Conclusion: The Court upheld the concurrent findings that the assessee had not failed to disclose material facts fully and truly, and thus reopening was invalid.

Issue 4: Merits of Addition under Section 68 on Account of Unexplained Share Capital

Relevant Legal Framework and Precedents: Section 68 deals with unexplained cash credits, including share capital, where the assessee must explain the nature and source of such credits. The genuineness of the shareholders and creditworthiness is relevant. Judicial precedents hold that documentary evidence must be tested and the source of funds traced.

Court's Interpretation and Reasoning: The CIT(A) and ITAT examined the evidence submitted by the assessee, including incorporation documents, PANs, bank statements, income tax returns, and confirmations from shareholders. They found that many of the investor companies were registered NBFCs with RBI, had filed returns, and existed prior to the assessee's incorporation. The AO did not conduct independent inquiries with the respective AOs or ROC to disprove the genuineness. The statements relied upon by the AO were not confronted to the assessee and were recorded outside assessment proceedings without opportunity for cross-examination.

Application of Law to Facts and Treatment of Competing Arguments:

The Revenue contended that the share capital was from accommodation entry providers and thus bogus, relying on statements and investigation reports. The assessee countered that the evidence showed genuine investors and that no incriminating material was found during search or investigation. The Court found the AO's reliance on untested statements and vague enquiries insufficient to sustain the addition.

Conclusion: The addition under Section 68 was rightly deleted by the CIT(A) and upheld by the ITAT due to lack of substantiation and failure to comply with principles of natural justice.

3. SIGNIFICANT HOLDINGS

"The reasons recorded by the AO did not specify which material facts the assessee did not disclose during the original proceedings. The reasons contain scanty, general, vague observations and do not refer to any objective, tangible relevant material. No specific evidence has been highlighted to arrive at an opinion that either the companies are bogus and non-existent or the money received represented unaccounted income."
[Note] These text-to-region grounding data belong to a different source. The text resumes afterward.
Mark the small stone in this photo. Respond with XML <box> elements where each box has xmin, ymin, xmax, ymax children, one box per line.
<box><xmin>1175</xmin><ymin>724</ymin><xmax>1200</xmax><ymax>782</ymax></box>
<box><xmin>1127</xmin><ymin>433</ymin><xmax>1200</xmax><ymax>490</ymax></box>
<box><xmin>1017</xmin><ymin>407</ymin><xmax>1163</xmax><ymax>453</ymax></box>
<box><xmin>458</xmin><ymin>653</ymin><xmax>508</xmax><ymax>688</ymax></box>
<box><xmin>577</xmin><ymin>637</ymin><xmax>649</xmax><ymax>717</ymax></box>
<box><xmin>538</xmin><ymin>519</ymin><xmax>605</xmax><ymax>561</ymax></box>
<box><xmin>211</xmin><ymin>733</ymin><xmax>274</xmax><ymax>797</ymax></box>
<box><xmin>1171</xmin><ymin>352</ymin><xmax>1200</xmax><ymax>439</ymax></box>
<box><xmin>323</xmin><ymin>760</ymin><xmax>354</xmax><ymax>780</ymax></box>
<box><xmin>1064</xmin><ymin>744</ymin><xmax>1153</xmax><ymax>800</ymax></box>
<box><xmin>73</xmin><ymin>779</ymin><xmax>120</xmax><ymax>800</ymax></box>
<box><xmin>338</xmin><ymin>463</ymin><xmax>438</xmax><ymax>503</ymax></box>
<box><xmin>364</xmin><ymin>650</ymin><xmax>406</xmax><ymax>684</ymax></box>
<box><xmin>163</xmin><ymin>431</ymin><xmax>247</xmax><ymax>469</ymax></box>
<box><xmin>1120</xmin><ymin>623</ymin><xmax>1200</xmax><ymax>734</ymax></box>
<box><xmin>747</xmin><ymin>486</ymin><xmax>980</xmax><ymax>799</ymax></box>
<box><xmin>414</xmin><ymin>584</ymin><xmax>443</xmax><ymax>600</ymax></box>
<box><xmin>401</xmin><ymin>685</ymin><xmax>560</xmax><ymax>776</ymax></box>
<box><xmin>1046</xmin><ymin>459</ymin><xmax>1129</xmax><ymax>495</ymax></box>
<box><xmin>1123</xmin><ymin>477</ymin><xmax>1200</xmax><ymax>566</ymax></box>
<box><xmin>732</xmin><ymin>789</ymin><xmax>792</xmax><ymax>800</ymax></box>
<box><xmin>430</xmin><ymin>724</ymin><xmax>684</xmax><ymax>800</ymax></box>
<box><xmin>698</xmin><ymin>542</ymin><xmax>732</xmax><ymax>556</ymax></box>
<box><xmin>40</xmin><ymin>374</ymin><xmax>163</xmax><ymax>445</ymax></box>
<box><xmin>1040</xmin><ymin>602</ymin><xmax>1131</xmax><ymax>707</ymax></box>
"The AO did not apply his own mind to the information and examine the foundation / accuracy of such material of the information. The AO accepted the plea on the basis of vague information in a mechanical manner. The reasons recorded reflect that the AO did not independently apply his mind to the information received from the Investigation Wing to arrive at a belief that income of the assessee company had escaped assessment."
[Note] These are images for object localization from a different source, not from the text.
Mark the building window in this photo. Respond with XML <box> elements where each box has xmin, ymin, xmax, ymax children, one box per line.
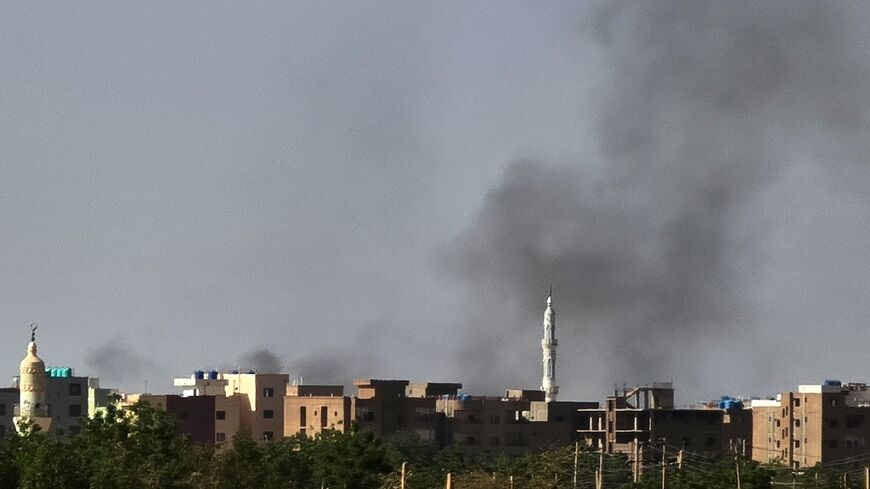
<box><xmin>846</xmin><ymin>415</ymin><xmax>864</xmax><ymax>428</ymax></box>
<box><xmin>263</xmin><ymin>388</ymin><xmax>274</xmax><ymax>398</ymax></box>
<box><xmin>263</xmin><ymin>410</ymin><xmax>274</xmax><ymax>419</ymax></box>
<box><xmin>216</xmin><ymin>433</ymin><xmax>226</xmax><ymax>443</ymax></box>
<box><xmin>0</xmin><ymin>404</ymin><xmax>5</xmax><ymax>416</ymax></box>
<box><xmin>69</xmin><ymin>383</ymin><xmax>82</xmax><ymax>396</ymax></box>
<box><xmin>794</xmin><ymin>440</ymin><xmax>801</xmax><ymax>449</ymax></box>
<box><xmin>829</xmin><ymin>439</ymin><xmax>838</xmax><ymax>448</ymax></box>
<box><xmin>216</xmin><ymin>410</ymin><xmax>226</xmax><ymax>421</ymax></box>
<box><xmin>795</xmin><ymin>419</ymin><xmax>801</xmax><ymax>428</ymax></box>
<box><xmin>794</xmin><ymin>398</ymin><xmax>800</xmax><ymax>407</ymax></box>
<box><xmin>359</xmin><ymin>409</ymin><xmax>375</xmax><ymax>422</ymax></box>
<box><xmin>263</xmin><ymin>431</ymin><xmax>274</xmax><ymax>441</ymax></box>
<box><xmin>300</xmin><ymin>406</ymin><xmax>307</xmax><ymax>426</ymax></box>
<box><xmin>321</xmin><ymin>406</ymin><xmax>328</xmax><ymax>428</ymax></box>
<box><xmin>68</xmin><ymin>404</ymin><xmax>82</xmax><ymax>417</ymax></box>
<box><xmin>829</xmin><ymin>419</ymin><xmax>839</xmax><ymax>428</ymax></box>
<box><xmin>831</xmin><ymin>399</ymin><xmax>838</xmax><ymax>407</ymax></box>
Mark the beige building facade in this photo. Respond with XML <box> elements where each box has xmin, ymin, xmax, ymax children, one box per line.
<box><xmin>284</xmin><ymin>385</ymin><xmax>352</xmax><ymax>438</ymax></box>
<box><xmin>751</xmin><ymin>382</ymin><xmax>870</xmax><ymax>468</ymax></box>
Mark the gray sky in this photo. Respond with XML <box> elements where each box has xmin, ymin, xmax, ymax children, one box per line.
<box><xmin>2</xmin><ymin>2</ymin><xmax>870</xmax><ymax>404</ymax></box>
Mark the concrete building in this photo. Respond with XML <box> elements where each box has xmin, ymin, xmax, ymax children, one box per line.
<box><xmin>354</xmin><ymin>379</ymin><xmax>454</xmax><ymax>445</ymax></box>
<box><xmin>0</xmin><ymin>388</ymin><xmax>17</xmax><ymax>438</ymax></box>
<box><xmin>284</xmin><ymin>385</ymin><xmax>352</xmax><ymax>438</ymax></box>
<box><xmin>437</xmin><ymin>389</ymin><xmax>597</xmax><ymax>456</ymax></box>
<box><xmin>576</xmin><ymin>384</ymin><xmax>752</xmax><ymax>461</ymax></box>
<box><xmin>751</xmin><ymin>381</ymin><xmax>870</xmax><ymax>468</ymax></box>
<box><xmin>43</xmin><ymin>368</ymin><xmax>89</xmax><ymax>436</ymax></box>
<box><xmin>88</xmin><ymin>378</ymin><xmax>118</xmax><ymax>418</ymax></box>
<box><xmin>173</xmin><ymin>370</ymin><xmax>288</xmax><ymax>443</ymax></box>
<box><xmin>121</xmin><ymin>392</ymin><xmax>242</xmax><ymax>449</ymax></box>
<box><xmin>221</xmin><ymin>372</ymin><xmax>287</xmax><ymax>442</ymax></box>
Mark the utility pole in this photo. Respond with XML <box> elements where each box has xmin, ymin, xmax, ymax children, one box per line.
<box><xmin>573</xmin><ymin>442</ymin><xmax>579</xmax><ymax>489</ymax></box>
<box><xmin>599</xmin><ymin>449</ymin><xmax>604</xmax><ymax>489</ymax></box>
<box><xmin>864</xmin><ymin>466</ymin><xmax>869</xmax><ymax>489</ymax></box>
<box><xmin>632</xmin><ymin>441</ymin><xmax>639</xmax><ymax>483</ymax></box>
<box><xmin>639</xmin><ymin>444</ymin><xmax>644</xmax><ymax>479</ymax></box>
<box><xmin>509</xmin><ymin>475</ymin><xmax>514</xmax><ymax>489</ymax></box>
<box><xmin>400</xmin><ymin>462</ymin><xmax>406</xmax><ymax>489</ymax></box>
<box><xmin>661</xmin><ymin>444</ymin><xmax>667</xmax><ymax>489</ymax></box>
<box><xmin>677</xmin><ymin>449</ymin><xmax>683</xmax><ymax>470</ymax></box>
<box><xmin>735</xmin><ymin>457</ymin><xmax>741</xmax><ymax>489</ymax></box>
<box><xmin>445</xmin><ymin>472</ymin><xmax>452</xmax><ymax>489</ymax></box>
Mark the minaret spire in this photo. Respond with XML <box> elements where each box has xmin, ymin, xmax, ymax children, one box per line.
<box><xmin>541</xmin><ymin>289</ymin><xmax>558</xmax><ymax>402</ymax></box>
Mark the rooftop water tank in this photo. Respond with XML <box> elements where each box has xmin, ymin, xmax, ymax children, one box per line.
<box><xmin>208</xmin><ymin>370</ymin><xmax>218</xmax><ymax>380</ymax></box>
<box><xmin>194</xmin><ymin>370</ymin><xmax>205</xmax><ymax>380</ymax></box>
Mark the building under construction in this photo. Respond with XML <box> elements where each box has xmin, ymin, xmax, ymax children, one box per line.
<box><xmin>576</xmin><ymin>383</ymin><xmax>752</xmax><ymax>462</ymax></box>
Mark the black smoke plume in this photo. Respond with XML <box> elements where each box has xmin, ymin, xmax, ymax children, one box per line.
<box><xmin>444</xmin><ymin>1</ymin><xmax>870</xmax><ymax>399</ymax></box>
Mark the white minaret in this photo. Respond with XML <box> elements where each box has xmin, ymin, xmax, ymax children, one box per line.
<box><xmin>541</xmin><ymin>289</ymin><xmax>559</xmax><ymax>402</ymax></box>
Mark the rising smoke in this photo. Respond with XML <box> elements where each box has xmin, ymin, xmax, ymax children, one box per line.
<box><xmin>85</xmin><ymin>338</ymin><xmax>157</xmax><ymax>390</ymax></box>
<box><xmin>443</xmin><ymin>1</ymin><xmax>870</xmax><ymax>399</ymax></box>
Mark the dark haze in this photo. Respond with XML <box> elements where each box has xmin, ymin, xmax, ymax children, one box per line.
<box><xmin>444</xmin><ymin>1</ymin><xmax>870</xmax><ymax>399</ymax></box>
<box><xmin>85</xmin><ymin>339</ymin><xmax>157</xmax><ymax>388</ymax></box>
<box><xmin>240</xmin><ymin>348</ymin><xmax>283</xmax><ymax>375</ymax></box>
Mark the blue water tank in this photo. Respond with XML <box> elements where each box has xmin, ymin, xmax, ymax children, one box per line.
<box><xmin>718</xmin><ymin>398</ymin><xmax>744</xmax><ymax>411</ymax></box>
<box><xmin>194</xmin><ymin>370</ymin><xmax>205</xmax><ymax>380</ymax></box>
<box><xmin>209</xmin><ymin>370</ymin><xmax>219</xmax><ymax>380</ymax></box>
<box><xmin>824</xmin><ymin>379</ymin><xmax>842</xmax><ymax>387</ymax></box>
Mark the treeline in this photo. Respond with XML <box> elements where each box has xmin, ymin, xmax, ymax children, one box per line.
<box><xmin>0</xmin><ymin>403</ymin><xmax>860</xmax><ymax>489</ymax></box>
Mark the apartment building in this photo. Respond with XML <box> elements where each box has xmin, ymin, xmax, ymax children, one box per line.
<box><xmin>354</xmin><ymin>379</ymin><xmax>456</xmax><ymax>445</ymax></box>
<box><xmin>751</xmin><ymin>381</ymin><xmax>870</xmax><ymax>468</ymax></box>
<box><xmin>121</xmin><ymin>391</ymin><xmax>243</xmax><ymax>449</ymax></box>
<box><xmin>576</xmin><ymin>384</ymin><xmax>752</xmax><ymax>461</ymax></box>
<box><xmin>436</xmin><ymin>389</ymin><xmax>597</xmax><ymax>456</ymax></box>
<box><xmin>172</xmin><ymin>370</ymin><xmax>288</xmax><ymax>443</ymax></box>
<box><xmin>284</xmin><ymin>385</ymin><xmax>352</xmax><ymax>437</ymax></box>
<box><xmin>221</xmin><ymin>372</ymin><xmax>287</xmax><ymax>442</ymax></box>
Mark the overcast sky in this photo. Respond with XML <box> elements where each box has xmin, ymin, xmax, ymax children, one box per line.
<box><xmin>3</xmin><ymin>2</ymin><xmax>870</xmax><ymax>404</ymax></box>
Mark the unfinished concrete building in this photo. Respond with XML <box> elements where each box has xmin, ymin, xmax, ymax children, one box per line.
<box><xmin>576</xmin><ymin>384</ymin><xmax>752</xmax><ymax>461</ymax></box>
"Any material collected at the back of the assessee and not confronted and no opportunity given to cross examine the same, such material cannot be relied upon against the assessee."
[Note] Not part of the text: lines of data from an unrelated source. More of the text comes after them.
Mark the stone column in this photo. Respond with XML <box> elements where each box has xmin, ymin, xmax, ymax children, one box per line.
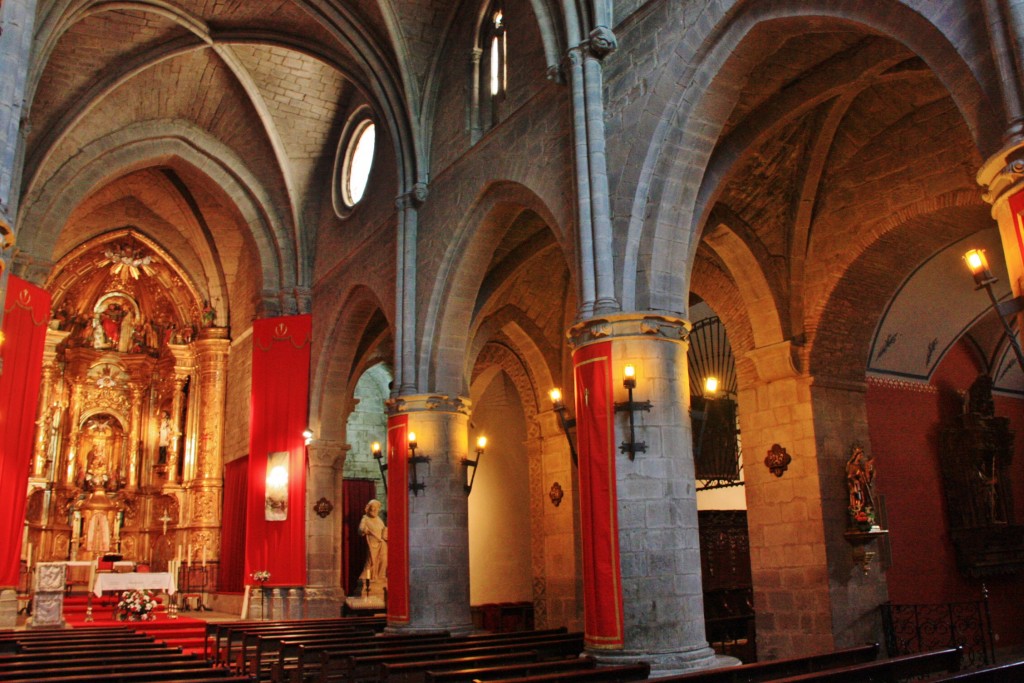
<box><xmin>534</xmin><ymin>408</ymin><xmax>582</xmax><ymax>631</ymax></box>
<box><xmin>166</xmin><ymin>375</ymin><xmax>187</xmax><ymax>485</ymax></box>
<box><xmin>305</xmin><ymin>439</ymin><xmax>348</xmax><ymax>617</ymax></box>
<box><xmin>567</xmin><ymin>314</ymin><xmax>716</xmax><ymax>673</ymax></box>
<box><xmin>188</xmin><ymin>329</ymin><xmax>229</xmax><ymax>566</ymax></box>
<box><xmin>388</xmin><ymin>394</ymin><xmax>474</xmax><ymax>635</ymax></box>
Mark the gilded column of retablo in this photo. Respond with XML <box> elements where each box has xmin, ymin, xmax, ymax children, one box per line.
<box><xmin>187</xmin><ymin>328</ymin><xmax>230</xmax><ymax>564</ymax></box>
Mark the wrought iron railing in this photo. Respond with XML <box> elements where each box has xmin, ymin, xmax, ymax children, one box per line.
<box><xmin>880</xmin><ymin>590</ymin><xmax>995</xmax><ymax>668</ymax></box>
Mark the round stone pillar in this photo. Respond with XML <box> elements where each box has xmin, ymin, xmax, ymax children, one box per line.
<box><xmin>187</xmin><ymin>328</ymin><xmax>229</xmax><ymax>564</ymax></box>
<box><xmin>567</xmin><ymin>313</ymin><xmax>717</xmax><ymax>673</ymax></box>
<box><xmin>386</xmin><ymin>394</ymin><xmax>474</xmax><ymax>635</ymax></box>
"Where the assessee had disclosed all primary facts and the AO had formed his view, subsequent proceedings on the same material are not sustainable merely because the revenue now seeks to draw a different inference."

"The reopening of assessment beyond four years from the end of the relevant assessment year requires a clear and specific recording of failure on the part of the assessee to disclose fully and truly all material facts necessary for assessment."

Final determinations:

- The reassessment order passed under Section 147 read with Section 143(3) was void ab initio due to invalid assumption of jurisdiction.

- The AO did not have tangible and specific reasons to believe that income had escaped assessment beyond the material considered in the original assessment.

- The assessee had fully and truly disclosed all material facts necessary for assessment during the original proceedings.

- The addition under Section 68 on account of unexplained share capital was not sustainable on merits due to lack of substantiation and procedural infirmities.

- The appeal filed by the Revenue was dismissed.